The US and South Korea have jointly considered implementing plan to detect, disrupt and destroy North Korean missiles carrying nuclear as well as biochemical warheads.

US Secretary of Defense Ashton Carter and South Korean Defense Minister Han Min Koo approved the implementation of a plan if needed; following the raising attack threats of North Korea.

The plan, based on conceptual scenarios of a North Korean attack, emphasizes the rising urgency among US as well as South Korean officials to be prepared if the North Korea obtains the ability to tip a missile with a nuclear warhead, Bloomberg reported today.

In September this year, North Korea stated that it was willing to carry out a nuclear attack on its enemies at any point. It also confirmed the resumption of operations at its main nuclear facility.

"We spoke candidly today about North Korean threats nuclear weapons, ballistic missiles, cyber, conventional military threats,” Carter said at a joint press conference with Han Min-goo, the South Korean defense minister.

“Those threats continue to put at risk the peace and security of the peninsula, the region as well as the US.” Han added.

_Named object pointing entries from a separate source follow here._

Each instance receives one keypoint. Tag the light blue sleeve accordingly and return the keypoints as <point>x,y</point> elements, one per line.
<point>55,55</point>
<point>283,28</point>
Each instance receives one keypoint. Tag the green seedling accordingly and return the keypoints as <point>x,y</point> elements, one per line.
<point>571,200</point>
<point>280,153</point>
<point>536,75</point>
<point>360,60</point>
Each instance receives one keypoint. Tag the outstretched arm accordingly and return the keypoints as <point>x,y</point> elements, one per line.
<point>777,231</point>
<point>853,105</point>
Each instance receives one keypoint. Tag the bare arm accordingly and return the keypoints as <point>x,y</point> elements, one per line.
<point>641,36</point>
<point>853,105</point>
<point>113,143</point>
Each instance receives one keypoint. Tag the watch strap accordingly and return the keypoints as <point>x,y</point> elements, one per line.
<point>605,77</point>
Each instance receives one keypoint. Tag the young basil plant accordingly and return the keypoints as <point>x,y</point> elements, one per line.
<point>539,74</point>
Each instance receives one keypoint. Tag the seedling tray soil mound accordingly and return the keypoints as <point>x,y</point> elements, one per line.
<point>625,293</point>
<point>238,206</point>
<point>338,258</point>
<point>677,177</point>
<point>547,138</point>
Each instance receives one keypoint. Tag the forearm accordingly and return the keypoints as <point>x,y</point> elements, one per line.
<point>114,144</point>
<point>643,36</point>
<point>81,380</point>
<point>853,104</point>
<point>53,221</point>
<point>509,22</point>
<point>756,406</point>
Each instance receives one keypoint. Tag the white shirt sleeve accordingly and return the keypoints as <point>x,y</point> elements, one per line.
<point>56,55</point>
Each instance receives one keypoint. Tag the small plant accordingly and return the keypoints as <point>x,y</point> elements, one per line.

South Korea has estimated that North Korea has 2,500 tons to 5,000 tons of chemical weapons.

North Korea also possesses an arsenal of missiles that it says can strike the US. The nation conducted its third nuclear test in 2013 and threatened this year to conduct a fourth one.

Carter’s talks with Han coincided with the first bilateral summit between South Korean President Park Geun Hye and Japanese Prime Minister Shinzo Abe in Seoul.